Radioactive iodine therapy as a day-case service is common practice in nuclear medicine. In general, a patient with toxic goiter decays more radiation than thyroidectomized malignancy cases, despite the latter group receiving higher radiation activity [6]. For thyrotoxicosis patients in our institute, Iodine-131 is given orally at the hospital and a patient is discharged in 4–6 h with a recommendation not to be in close proximity with small children for a period of 1 week. The safety of this type of regimen has been supported by previous studies that evaluated the actual radiation emission from patients or the radiation exposure in caregivers, as compared to the dose constraints accepted in each country [4]. For example, dose constraints in European countries were generally accepted at 3 mSv for relatives, including children, over the age of 10 years, with a higher dose constraint of 15 mSv for relatives over the age of 60. The dose constraint of 1 mSv is set for children under 10 years [8]. Another reference guideline is the recommendation of the International Commission on Radiological Protection (known as ICRP), in which the dose constraint is set at 1 mSv for public and family members unrelated to the patient’s caregiver(s) and 5 mSv for caregivers [10]. A multicenter study of outpatient radioiodine therapy in UK found that 6 of 17 family members aged 3 years or younger who were children of the patients received radiation at an adjusted dose of more than 1 mSv, while almost all adult family members received an adjusted dose within the safety limits [5]. A recent case series from Norway also reported one 2-year-old child who absorbed a radiation dose of 3.04 mSv from the mother despite repeatedly being informed of the safety instructions [7]. It should be noted that the mother of the latter case received only 260 MBq of radioactive iodine, which was comparable with the mother of our patient.

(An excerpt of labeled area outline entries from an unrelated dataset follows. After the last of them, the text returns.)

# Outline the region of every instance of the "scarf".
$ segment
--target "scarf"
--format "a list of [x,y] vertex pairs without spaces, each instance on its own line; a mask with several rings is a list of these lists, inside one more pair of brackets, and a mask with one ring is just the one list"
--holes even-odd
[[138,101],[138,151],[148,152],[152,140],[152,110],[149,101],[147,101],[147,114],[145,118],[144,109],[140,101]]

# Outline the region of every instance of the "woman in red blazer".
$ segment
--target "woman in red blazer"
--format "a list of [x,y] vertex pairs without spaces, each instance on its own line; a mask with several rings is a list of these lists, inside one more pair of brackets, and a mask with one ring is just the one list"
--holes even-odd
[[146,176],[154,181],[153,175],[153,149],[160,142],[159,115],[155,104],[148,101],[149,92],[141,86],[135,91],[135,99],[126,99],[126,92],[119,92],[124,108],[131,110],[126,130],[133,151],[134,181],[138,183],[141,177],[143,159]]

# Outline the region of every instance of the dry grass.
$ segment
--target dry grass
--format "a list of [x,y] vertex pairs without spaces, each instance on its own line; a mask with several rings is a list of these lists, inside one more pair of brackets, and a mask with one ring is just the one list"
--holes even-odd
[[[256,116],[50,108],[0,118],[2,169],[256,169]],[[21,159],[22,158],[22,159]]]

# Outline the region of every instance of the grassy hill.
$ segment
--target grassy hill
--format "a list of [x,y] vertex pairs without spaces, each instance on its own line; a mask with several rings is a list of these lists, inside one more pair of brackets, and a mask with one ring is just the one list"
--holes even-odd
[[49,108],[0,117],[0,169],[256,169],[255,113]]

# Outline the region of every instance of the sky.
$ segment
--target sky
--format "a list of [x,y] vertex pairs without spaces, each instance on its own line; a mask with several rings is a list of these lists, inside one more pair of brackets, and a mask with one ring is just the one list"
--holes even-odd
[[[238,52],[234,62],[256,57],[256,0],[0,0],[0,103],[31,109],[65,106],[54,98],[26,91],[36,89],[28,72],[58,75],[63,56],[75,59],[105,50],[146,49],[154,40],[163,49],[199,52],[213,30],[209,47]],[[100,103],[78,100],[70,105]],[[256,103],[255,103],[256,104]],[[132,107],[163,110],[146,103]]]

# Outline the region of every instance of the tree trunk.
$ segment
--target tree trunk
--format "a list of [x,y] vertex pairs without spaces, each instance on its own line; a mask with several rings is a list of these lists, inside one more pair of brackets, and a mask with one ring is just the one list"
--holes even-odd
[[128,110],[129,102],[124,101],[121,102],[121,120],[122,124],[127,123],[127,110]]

There have been reports of family members who received radiation doses greater than the safety level [5, 7]; however, there has been no report of any patient who developed a thyroid malignancy after third-party iodine-131 exposure. Although strong cause–effect relationship could not be demonstrated on a single-case evidence, our reported case emphasizes that care should be taken in giving ambulatory radioactive iodine therapy to a patient having young family members. Unless arrangements can be made for any small children to stay with an alternative caregiver for 10–14 days [5], inpatient management should be considered.

In summary, we report a case of pediatric PTC, in whom the disease likely developed as a result of third-party radioactive iodine therapy. The evidence suggests more stringent restrictions should be taken after treatment for a patient with young children.